I am a story/career consultant. I analyze story for a living. It is very rare that I come across one that is perfectly structured. I feel that the last film that fell into this realm for me was The King’s Speech. I am always on a quest to understand how story can be structured in a way that makes us feel the content, the message and the pursuit in the strongest way possible. I found this in the brilliant story of Philamena. Steve Coogan and Jeff Pope wrote it based on the book by Martin Sixsmith. This movie is what strong storytelling is all about.
This is a spoiler alert: Philomena is about a woman facing the shame of a choice that was made 50 years earlier. I will be going through the set up in Act I of the story so that you can see what led to it being crafted so perfectly.
It begins when Philomena hears in church, “You are the cause of your shame. You and your own indecency.” Then, they show flashbacks of a Young Philomena during the trigger moment, when she meets John. This moment would later lead to the choice. We see the symbolism of an apple with regards to the forbidden fruit.
When we meet Martin who is set up on page 3, he is at the doctor’s office. We learn that he lost his job and he is in search of a way to process the change. This creates empathy. His doctor suggests that he try running.
We see more flashbacks of Young Philomena with John. In the present, Philomena tells her daughter, Jane that today would have been Anthony’s 50th Birthday. Jane doesn’t know what she is talking about.
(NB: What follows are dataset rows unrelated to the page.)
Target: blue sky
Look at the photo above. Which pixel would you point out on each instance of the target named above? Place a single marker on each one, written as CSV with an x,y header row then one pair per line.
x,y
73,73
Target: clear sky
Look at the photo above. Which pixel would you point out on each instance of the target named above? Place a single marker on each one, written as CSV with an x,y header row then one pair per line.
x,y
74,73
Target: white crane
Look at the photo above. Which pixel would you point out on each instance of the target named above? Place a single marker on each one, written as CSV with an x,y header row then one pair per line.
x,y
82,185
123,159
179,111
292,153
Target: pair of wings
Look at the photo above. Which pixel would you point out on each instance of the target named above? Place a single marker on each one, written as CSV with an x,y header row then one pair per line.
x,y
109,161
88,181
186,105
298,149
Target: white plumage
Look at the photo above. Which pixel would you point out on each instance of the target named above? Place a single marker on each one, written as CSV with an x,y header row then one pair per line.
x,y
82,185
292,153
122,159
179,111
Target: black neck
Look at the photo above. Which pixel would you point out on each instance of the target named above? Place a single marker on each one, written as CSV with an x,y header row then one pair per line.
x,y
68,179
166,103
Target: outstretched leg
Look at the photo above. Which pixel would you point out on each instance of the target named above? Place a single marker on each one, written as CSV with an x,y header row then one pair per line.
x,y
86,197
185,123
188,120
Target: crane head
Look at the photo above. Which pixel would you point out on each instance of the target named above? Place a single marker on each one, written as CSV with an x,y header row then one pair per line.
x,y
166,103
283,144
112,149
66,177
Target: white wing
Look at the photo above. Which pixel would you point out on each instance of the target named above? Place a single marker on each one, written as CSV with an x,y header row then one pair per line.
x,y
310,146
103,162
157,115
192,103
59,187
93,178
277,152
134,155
She shows her a picture of when Anthony was a baby. This sets up the “why now” in regards to why we are entering the story when we are.
In the inciting incident from the flashback, we see Philomena when she is pregnant and talking with Mother Barbara. Mother Barbara asks her if she took her knickers down for him. She says, “He got an awful lot for a toffee apple.” She asks about Philomena’s mother. One of the other nuns says that she died ten years earlier. This builds on the empathy that we feel for Philomena. She was left motherless at a young age. So, when she gives birth to a child as an unwed mother, she has to make a choice of what to do that will be for the betterment of her child.
In the present, Philomena’s daughter, Jane, meets Martin at a party. She hears that he lost his job and that at one point he was a journalist. She tells him that she knows a story about a woman who had a baby when she was a teenager and kept it a secret. The nuns took the baby away from her and made her have it adopted and she’s kept it a secret for all of these years. Jane tells Martin that the story is about her mother. She asks him if he’d want to do a story on this.
This is the trigger that brings the two worlds of Philomena and Martin together. Both have gone through loss. Both are on a quest for meaning. I think it’s fascinating that shame is what drives Philomena; yet, through the story, the question of who should be feeling this is debated.
The trigger incident from the past was the choice that was made. The trigger incident in the present had to do with the sequence of when Philomena hears about “shame” in church and the fact that it is her adopted son, Anthony’s, 50th Birthday. The trigger incident is continued with the moment when Jane runs into Martin, a journalist, at a party right after he lost his job and asks him if he wants to cover this story.
The dilemma for Philomena is that if she doesn’t find out what happened to her son, she will never know the answer of whether she made the right choice or not. The dilemma for Martin is that he has no job and he is given the opportunity to write a story of human interest that could bring him more opportunity, which could also help in processing his own loss.
The pursuit has to do with getting the story for Martin. For Philomena, it is about finding out what happened to Anthony. The obstacles have to do with getting information from the nuns, uncovering a secret that they were keeping, discovering what really happened to young unwed mothers at the Abbey, finding people who knew Anthony and could share the truth.
The part of the story that mesmerized me was the idea of who really should be feeling shame from the choice that was made. I found the story to be so powerful. The movie was phenomenal. The script is simply brilliant.